Hi I am pretty new to R but having a bit of trouble getting my head round this. I am trying to create a sample set of data based of an existing set I have. currently I am getting probabilities of existing values and then using sample() function and the probabilities and unique values in the dataset. I want to create a for loop that will loop through the the different columns run my code to sample the data and then produce a new dataframe with the generated data. Can't workout how to make the loop run for each column and then create the sample data into a new dataframe. Also apologies if my code is a bit messy i'm new!
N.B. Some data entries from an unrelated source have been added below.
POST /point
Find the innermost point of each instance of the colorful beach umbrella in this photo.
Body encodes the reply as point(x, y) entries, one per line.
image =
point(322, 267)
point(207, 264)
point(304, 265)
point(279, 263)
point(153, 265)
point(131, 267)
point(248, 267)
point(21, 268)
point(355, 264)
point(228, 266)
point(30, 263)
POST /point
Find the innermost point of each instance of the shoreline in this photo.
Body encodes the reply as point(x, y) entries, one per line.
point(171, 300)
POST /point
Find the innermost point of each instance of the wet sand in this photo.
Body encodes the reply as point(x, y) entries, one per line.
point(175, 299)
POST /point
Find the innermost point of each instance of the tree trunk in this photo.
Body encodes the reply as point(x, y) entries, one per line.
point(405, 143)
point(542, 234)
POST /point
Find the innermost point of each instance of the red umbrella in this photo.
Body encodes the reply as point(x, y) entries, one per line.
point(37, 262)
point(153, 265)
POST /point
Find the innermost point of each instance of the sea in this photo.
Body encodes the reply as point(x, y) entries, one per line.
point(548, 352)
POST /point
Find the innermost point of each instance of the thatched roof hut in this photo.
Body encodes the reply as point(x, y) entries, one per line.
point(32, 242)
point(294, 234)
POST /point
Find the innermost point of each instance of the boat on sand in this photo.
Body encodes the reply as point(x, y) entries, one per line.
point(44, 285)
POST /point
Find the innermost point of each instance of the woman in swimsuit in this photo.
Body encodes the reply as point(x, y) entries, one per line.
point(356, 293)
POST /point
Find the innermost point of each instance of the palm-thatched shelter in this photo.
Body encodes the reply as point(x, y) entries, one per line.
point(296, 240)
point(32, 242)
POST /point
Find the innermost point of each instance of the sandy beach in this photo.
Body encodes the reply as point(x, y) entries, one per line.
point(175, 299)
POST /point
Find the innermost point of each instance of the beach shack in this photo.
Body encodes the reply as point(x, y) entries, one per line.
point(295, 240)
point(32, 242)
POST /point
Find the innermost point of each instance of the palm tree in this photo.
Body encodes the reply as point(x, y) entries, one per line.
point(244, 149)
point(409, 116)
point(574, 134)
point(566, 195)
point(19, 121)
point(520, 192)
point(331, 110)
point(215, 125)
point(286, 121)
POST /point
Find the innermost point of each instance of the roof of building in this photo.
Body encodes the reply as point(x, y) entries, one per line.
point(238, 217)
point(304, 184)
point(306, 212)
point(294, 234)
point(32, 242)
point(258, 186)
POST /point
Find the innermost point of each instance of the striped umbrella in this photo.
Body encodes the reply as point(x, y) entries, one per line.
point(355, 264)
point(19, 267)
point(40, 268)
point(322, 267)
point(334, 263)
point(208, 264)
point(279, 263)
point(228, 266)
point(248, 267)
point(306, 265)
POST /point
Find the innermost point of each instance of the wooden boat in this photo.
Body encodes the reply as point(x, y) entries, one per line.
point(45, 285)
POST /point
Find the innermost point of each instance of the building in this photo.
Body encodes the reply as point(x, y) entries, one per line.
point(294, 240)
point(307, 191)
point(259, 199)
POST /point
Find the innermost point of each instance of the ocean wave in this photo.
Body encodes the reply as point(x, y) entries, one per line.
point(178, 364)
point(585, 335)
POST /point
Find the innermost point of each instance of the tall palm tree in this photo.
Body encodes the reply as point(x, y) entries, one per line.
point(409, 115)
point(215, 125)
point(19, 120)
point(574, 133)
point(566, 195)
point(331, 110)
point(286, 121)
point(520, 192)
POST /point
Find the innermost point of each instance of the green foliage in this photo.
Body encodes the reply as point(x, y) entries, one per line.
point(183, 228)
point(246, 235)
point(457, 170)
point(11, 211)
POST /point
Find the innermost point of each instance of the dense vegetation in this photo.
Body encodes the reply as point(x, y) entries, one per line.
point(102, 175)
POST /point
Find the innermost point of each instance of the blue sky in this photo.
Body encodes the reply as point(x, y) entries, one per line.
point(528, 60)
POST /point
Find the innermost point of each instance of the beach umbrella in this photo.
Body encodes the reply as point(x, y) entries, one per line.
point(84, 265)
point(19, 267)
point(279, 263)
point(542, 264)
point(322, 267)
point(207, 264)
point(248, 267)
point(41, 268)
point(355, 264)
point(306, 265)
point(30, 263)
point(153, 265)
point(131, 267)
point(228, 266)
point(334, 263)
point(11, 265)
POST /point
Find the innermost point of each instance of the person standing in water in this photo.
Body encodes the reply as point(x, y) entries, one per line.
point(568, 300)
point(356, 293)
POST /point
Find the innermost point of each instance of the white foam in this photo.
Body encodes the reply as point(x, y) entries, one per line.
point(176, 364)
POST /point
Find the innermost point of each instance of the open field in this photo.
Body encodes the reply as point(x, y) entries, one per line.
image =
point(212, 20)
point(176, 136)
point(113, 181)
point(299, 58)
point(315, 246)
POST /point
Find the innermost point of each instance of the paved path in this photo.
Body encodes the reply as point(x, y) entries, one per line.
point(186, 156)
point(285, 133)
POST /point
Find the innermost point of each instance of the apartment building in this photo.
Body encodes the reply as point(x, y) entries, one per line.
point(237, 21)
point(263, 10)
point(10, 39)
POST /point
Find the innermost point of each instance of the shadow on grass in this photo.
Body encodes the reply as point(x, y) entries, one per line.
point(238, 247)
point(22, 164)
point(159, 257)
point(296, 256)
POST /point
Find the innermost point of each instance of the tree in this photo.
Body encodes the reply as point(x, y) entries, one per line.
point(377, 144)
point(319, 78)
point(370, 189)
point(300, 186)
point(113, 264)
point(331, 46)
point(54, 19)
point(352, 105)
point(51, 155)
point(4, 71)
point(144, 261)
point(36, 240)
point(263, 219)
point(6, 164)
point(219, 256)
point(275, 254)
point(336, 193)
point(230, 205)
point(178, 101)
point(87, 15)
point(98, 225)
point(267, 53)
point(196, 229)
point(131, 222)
for (i in colnames(ED_test3)) {
sample(
c(sort(unique(ED_test2[[i]]))),
n,replace = TRUE,
prob = (prop.table(table(ED_test2[[i]]))))
}
Here is a way of doing that using an the lapply function. It will iterate over every column in your data and output a list, which can then be pasted back together into a data frame
set.seed(3) #Only needed for reproducibility
#Test data
myData = data.frame(x = sample(1:3, 5, replace = T),
y = sample(LETTERS[1:3], 5, replace = T))
myData
#> x y
#> 1 1 C
#> 2 2 B
#> 3 3 C
#> 4 2 A
#> 5 3 B
#Create new data
nNew = 10
newData = lapply(myData, function(x){
#Get the freq of each value
freq = table(x)
#Sample new values
sample(sort(unique(x)), nNew, prob = freq / sum(freq), replace = T)
})
#Create data frame from each sampling
newData = as.data.frame(newData)
newData
#> x y
#> 1 2 C
#> 2 2 B
#> 3 2 B
#> 4 2 B
#> 5 2 C
#> 6 2 B
#> 7 3 B
#> 8 3 A
#> 9 1 B
#> 10 3 C